When a ship rolls and pitches, every deck container is thrown sideways, forward, and up by forces that can run to hundreds of kilonewtons. This calculator follows the simplified CSS Code Annex 13 method to work out those forces, credit the friction that resists them, and size the lashing tension that the rods must provide.
How it works
The external forces come from the unit mass and the acceleration factors, then friction is subtracted to find what the lashings must restrain:
W = m·g (weight)
F_y = m·(a_y/g)·g (transverse, usually governing)
F_x = m·(a_x/g)·g (longitudinal)
F_z = m·(a_z/g)·g (vertical)
friction = μ·(W − F_z)
net force = max(0, F_y − friction)
required tension per lashing = net force / (n · cos α)

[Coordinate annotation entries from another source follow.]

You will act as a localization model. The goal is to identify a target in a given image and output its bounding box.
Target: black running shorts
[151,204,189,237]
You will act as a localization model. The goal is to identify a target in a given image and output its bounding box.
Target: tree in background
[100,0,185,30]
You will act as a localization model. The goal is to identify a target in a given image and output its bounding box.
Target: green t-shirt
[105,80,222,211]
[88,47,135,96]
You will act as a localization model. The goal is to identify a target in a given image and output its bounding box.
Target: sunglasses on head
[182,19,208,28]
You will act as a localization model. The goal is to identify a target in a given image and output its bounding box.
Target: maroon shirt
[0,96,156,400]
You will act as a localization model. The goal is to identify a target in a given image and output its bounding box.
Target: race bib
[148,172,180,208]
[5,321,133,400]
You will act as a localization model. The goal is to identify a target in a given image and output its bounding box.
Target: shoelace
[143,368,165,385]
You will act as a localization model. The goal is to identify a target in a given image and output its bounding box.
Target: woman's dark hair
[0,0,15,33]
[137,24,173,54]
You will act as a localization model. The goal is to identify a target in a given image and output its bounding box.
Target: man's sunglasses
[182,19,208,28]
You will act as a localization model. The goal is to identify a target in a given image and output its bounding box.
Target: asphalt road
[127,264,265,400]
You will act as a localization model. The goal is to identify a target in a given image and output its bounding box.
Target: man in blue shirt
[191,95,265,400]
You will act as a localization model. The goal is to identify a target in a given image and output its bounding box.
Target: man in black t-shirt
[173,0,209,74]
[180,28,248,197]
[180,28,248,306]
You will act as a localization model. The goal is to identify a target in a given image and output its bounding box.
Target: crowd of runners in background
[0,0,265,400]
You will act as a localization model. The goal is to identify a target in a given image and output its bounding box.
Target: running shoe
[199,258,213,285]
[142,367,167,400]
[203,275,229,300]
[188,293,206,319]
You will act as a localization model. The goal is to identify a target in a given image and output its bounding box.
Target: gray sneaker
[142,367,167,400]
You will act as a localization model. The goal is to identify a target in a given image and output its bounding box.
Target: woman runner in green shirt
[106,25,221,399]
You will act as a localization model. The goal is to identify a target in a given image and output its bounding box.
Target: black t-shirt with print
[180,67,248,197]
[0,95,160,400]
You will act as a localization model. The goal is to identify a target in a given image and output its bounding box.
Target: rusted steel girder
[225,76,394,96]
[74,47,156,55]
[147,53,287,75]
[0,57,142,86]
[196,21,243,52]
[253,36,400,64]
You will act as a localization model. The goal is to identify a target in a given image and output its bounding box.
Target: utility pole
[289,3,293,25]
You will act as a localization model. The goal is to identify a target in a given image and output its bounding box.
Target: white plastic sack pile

allowable = CS = MSL / 1.5
If the required tension stays below the calculation strength CS, the arrangement is adequate; if not, you need more lashings, a higher-MSL rod, or better friction.
Example and notes
A 20-tonne container at a transverse factor of 0.7 g sees about 137 kN sideways. With a friction coefficient of 0.3 and no upward vertical force, friction holds about 59 kN, leaving roughly 78 kN for the lashings. Spread over two rods at 45° that is about 55 kN each — within a 100 kN MSL rod’s calculation strength of 67 kN, so it passes. Lower the friction (a wet or icy deck) or raise the acceleration toward the ship’s ends and the same stow can quickly fail. Always verify against the vessel’s Cargo Securing Manual before securing real cargo.